Buzz sneaks on set of Wild Target and catches Emily Blunt and Bill Nighy bickering…
This remake of a 1993 French comedy trades in mismatches: Bill Nighy as an expert hitman, Rupert Grint as his assassin protégé and Emily Blunt as the kleptomaniac they’re hired to off. Buzz shelters with Blunt and Nighy in the latter’s trailer, and watches the sparks fly...
EMILY BLUNT: My aim is to seduce you in this… [to Nighy] Mortifying, isn’t it?
BILL NIGHY: It’s a bit spooky.
EB: I’m enjoying your embarrassment.
BN: It isn’t unlike the way in which Emily and I, what they laughingly call ‘interact’, in real life anyway.

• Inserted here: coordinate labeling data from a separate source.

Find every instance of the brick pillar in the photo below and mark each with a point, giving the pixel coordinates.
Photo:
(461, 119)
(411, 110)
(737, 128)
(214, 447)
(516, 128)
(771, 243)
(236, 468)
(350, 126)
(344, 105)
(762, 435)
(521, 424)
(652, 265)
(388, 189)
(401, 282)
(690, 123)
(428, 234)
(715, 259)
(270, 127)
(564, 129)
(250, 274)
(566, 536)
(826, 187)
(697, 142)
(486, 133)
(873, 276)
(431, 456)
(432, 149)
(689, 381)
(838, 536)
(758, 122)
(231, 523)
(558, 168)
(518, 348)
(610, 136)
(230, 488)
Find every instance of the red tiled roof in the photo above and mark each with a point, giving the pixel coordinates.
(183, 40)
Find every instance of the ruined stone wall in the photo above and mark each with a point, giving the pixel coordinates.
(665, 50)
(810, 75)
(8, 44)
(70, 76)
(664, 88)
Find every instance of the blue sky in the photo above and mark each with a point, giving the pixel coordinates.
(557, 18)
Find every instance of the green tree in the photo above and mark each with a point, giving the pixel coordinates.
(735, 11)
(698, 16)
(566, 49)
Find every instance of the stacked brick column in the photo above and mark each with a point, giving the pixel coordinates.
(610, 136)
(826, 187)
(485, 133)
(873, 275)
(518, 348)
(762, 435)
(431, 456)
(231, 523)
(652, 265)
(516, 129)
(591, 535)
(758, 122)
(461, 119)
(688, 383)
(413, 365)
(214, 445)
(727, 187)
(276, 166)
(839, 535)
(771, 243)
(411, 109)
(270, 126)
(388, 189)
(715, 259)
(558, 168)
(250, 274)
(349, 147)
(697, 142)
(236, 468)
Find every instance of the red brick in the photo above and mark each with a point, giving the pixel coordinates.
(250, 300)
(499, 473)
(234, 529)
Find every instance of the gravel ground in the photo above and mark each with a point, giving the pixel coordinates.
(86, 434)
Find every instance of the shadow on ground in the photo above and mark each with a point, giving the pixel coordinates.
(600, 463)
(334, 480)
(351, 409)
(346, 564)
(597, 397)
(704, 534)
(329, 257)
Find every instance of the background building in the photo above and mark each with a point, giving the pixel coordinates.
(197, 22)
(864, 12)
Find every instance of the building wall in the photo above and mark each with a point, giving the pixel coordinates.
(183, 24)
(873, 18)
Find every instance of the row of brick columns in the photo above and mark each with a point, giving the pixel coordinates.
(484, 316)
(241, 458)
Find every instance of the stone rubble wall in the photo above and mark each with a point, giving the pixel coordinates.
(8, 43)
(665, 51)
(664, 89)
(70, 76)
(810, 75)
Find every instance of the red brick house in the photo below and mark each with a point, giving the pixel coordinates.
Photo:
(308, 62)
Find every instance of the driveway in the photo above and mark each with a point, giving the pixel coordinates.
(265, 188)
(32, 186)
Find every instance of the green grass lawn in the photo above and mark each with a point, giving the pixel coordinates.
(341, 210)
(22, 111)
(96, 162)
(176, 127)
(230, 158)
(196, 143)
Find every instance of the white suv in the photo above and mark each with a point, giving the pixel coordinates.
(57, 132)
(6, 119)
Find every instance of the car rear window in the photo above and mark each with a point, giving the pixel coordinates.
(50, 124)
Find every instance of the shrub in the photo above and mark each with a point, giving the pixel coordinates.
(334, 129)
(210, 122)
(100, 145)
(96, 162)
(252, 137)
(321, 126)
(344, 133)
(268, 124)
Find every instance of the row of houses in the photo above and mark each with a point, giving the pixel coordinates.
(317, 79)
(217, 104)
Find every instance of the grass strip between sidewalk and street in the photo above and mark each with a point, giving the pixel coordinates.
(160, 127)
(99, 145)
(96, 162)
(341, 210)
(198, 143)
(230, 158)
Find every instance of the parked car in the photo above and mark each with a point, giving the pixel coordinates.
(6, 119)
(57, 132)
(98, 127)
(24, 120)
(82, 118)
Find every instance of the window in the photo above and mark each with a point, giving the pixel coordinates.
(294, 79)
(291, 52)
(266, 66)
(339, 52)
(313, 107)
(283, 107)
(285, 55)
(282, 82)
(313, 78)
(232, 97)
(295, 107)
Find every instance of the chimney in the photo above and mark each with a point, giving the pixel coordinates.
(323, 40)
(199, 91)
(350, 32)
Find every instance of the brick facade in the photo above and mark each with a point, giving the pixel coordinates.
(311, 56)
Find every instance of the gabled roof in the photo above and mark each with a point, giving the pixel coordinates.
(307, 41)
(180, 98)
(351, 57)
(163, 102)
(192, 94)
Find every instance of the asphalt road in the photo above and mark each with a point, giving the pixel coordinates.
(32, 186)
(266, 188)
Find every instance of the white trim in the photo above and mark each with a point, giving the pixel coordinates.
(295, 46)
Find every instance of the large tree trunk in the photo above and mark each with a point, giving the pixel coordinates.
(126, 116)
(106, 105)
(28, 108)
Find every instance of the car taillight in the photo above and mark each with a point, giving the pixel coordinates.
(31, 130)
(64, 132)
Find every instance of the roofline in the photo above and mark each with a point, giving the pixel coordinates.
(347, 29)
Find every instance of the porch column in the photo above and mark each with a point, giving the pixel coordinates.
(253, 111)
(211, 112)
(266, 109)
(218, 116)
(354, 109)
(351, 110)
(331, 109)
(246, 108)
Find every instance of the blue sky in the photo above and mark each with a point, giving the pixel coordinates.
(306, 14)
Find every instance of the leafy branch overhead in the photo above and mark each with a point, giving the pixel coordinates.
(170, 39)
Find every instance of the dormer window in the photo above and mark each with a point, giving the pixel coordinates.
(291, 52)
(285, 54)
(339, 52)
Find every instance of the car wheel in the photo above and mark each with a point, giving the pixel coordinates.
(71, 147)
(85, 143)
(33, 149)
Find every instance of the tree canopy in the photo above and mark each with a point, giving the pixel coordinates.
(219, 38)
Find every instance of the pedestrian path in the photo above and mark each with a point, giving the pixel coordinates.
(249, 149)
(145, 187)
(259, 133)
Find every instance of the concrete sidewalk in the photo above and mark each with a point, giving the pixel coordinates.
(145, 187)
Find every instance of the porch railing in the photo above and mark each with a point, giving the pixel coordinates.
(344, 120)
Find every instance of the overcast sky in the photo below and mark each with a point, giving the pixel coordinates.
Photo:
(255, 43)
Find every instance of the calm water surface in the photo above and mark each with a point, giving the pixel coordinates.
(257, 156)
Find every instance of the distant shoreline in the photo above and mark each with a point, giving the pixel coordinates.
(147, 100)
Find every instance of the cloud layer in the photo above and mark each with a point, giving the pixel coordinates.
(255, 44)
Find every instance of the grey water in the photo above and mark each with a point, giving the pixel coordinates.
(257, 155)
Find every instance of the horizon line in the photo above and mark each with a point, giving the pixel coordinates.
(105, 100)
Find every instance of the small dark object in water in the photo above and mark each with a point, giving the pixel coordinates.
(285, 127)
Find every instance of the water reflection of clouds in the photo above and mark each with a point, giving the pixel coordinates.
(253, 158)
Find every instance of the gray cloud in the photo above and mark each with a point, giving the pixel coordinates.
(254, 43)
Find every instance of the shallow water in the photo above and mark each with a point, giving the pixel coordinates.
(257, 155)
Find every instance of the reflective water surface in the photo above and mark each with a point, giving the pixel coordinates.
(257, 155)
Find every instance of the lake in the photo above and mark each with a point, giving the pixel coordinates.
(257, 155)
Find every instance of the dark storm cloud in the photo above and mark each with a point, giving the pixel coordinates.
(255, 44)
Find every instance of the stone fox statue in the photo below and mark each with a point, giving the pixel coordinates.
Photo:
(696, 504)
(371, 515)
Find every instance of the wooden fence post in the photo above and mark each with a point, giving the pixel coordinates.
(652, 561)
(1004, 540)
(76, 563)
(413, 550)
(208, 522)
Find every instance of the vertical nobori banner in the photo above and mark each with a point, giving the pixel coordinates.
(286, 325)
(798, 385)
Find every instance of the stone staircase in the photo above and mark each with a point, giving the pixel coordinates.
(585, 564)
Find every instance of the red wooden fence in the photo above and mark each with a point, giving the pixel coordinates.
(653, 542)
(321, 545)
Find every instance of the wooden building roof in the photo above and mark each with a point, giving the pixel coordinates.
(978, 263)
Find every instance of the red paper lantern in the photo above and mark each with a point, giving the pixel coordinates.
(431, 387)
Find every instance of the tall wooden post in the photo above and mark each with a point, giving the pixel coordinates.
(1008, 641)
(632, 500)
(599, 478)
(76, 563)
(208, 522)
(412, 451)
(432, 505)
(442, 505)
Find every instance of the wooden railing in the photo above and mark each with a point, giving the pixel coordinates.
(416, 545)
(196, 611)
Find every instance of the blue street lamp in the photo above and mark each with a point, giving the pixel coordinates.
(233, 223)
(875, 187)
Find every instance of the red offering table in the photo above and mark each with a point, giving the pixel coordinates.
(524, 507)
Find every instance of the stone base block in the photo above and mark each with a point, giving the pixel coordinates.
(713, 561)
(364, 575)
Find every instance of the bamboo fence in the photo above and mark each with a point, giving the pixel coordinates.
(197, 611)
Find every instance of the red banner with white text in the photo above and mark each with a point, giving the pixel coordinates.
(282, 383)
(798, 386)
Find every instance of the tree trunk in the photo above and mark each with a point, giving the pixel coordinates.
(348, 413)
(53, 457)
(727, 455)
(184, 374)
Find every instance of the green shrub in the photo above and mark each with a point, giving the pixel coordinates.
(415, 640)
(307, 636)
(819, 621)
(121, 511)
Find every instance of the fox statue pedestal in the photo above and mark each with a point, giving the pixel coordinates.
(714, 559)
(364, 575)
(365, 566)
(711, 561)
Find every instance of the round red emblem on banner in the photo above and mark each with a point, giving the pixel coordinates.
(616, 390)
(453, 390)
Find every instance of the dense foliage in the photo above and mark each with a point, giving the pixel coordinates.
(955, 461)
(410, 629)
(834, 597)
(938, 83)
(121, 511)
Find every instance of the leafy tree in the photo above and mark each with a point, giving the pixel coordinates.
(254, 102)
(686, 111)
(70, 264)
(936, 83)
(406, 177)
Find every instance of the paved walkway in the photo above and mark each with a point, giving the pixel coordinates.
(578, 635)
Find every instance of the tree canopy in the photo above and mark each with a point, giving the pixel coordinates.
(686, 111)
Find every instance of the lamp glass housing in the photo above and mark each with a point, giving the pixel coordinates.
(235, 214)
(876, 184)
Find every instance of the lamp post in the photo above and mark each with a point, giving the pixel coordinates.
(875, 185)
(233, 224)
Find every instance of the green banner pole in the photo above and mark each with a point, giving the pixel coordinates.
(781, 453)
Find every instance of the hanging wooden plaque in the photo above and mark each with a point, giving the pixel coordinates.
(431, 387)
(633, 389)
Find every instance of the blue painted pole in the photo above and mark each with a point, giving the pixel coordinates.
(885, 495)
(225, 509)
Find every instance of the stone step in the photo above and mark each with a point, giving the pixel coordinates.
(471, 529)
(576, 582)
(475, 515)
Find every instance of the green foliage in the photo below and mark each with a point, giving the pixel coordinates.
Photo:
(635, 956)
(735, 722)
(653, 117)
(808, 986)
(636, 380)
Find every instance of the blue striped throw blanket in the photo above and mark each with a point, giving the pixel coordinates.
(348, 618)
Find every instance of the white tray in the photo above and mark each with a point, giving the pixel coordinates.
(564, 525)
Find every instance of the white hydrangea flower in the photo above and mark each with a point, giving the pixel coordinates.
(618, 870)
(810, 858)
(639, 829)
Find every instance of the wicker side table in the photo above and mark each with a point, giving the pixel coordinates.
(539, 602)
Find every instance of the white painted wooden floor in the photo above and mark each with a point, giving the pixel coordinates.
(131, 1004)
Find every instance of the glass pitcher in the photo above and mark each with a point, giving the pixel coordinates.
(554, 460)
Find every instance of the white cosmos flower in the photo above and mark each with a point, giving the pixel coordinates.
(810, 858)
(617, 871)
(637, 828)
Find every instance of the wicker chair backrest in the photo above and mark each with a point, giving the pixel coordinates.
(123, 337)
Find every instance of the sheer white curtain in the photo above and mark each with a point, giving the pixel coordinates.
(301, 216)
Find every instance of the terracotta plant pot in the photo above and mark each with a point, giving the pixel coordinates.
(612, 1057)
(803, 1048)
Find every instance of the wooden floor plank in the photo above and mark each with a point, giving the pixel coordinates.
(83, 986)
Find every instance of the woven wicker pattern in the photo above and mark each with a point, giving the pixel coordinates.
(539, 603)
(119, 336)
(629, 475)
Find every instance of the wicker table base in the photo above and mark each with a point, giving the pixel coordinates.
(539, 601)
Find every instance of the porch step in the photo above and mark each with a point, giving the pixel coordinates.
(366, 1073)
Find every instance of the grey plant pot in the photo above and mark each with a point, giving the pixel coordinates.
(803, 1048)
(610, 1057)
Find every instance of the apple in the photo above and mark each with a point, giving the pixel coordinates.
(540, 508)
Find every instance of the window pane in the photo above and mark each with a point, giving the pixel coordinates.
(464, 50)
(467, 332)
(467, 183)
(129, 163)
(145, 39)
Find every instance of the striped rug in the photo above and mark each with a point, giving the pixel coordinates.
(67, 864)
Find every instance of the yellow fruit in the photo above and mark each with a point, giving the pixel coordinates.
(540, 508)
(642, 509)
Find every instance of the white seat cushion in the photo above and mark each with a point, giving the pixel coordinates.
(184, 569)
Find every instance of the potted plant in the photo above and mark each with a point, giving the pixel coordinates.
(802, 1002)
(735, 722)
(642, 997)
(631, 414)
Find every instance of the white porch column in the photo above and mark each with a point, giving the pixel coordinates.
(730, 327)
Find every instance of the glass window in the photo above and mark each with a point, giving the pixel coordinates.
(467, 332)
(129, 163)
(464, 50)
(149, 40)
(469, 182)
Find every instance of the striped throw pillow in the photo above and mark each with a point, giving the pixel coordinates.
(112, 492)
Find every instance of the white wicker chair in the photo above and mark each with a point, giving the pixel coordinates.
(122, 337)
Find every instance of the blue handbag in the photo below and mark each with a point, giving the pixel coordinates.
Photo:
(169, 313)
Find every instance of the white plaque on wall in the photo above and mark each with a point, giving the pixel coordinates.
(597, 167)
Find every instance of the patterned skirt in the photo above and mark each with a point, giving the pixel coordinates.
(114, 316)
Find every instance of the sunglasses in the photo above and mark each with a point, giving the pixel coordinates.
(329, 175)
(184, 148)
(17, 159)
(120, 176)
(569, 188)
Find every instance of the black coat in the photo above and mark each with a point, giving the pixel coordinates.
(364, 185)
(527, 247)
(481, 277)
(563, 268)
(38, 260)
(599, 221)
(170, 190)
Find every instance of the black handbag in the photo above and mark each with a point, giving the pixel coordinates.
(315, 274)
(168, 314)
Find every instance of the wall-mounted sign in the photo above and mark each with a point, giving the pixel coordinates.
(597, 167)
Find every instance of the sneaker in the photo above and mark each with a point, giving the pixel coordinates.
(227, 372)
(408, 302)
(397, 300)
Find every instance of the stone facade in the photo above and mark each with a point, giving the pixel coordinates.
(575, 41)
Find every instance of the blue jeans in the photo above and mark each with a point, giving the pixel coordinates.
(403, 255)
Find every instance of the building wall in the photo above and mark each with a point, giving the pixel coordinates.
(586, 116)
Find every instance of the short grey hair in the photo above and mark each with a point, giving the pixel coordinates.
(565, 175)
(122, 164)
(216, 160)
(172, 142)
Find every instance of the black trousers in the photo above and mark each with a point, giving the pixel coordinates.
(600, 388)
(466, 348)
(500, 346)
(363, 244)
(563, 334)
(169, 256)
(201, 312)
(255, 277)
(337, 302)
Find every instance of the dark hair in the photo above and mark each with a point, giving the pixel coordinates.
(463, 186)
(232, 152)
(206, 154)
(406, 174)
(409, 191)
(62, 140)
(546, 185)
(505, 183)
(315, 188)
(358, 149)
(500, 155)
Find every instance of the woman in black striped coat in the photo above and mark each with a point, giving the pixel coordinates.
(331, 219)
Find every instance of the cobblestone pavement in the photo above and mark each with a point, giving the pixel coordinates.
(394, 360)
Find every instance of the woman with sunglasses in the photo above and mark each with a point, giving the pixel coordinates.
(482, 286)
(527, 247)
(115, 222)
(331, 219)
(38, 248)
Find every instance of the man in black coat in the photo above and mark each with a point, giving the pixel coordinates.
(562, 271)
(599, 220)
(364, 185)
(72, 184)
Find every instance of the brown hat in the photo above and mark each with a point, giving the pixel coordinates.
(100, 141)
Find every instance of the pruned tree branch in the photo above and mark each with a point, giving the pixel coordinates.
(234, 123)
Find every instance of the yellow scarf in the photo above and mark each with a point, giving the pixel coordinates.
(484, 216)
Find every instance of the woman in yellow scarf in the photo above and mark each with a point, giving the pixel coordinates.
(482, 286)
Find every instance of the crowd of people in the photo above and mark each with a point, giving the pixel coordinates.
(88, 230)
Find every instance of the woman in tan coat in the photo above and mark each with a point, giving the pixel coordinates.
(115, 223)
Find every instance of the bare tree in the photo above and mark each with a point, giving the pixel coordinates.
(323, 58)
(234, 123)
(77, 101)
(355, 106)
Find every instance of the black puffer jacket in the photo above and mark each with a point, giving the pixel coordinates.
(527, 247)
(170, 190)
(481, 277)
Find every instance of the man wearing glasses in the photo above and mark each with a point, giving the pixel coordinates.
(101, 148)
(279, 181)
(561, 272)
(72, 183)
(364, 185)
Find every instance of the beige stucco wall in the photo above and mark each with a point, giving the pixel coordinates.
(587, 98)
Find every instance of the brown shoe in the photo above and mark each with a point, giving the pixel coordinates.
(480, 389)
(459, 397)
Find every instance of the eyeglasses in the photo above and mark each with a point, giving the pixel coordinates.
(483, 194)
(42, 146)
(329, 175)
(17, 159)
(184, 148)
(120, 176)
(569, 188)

EB: [laughs] What is my aim in life?
BN: To humiliate and embarrass me. To make me cringe and blush. When I read the script, I thought, “Fuck me, somebody’s been reading our e-mails.” It’s a romantic comedy. I’m old enough to be her grandfather which puts it in a rarely-visited cul-de-sac of the genre.
EB: I’ve got to say you’re quite cat-like in this film. We did a scene the other day where we have to run out of a hotel and you really did surprise me!
BN: As soon as you reach 40 and you break into any kind of sweat, people start saying things like, “Wow, you can actually move.” I’m not fucking dead yet.
EB: Bill runs and fires guns, I steal shit. I’m a highly sexed kleptomaniac. I think I attempt most people in the film. Except Rupert Grint.
BN: Whereas Victor has never slept with anybody. Or even held hands. I’m a lonely, sad, anal, middle-aged hitman.
EB: I don’t want to call it a British comedy. This will be chic and smart…
BN: If there’s a comedy poster for this film, I will kill myself.
EB: I’ll vomit.
BN: She’ll just vomit and move on because she’s young and has a future. I will actually kill myself.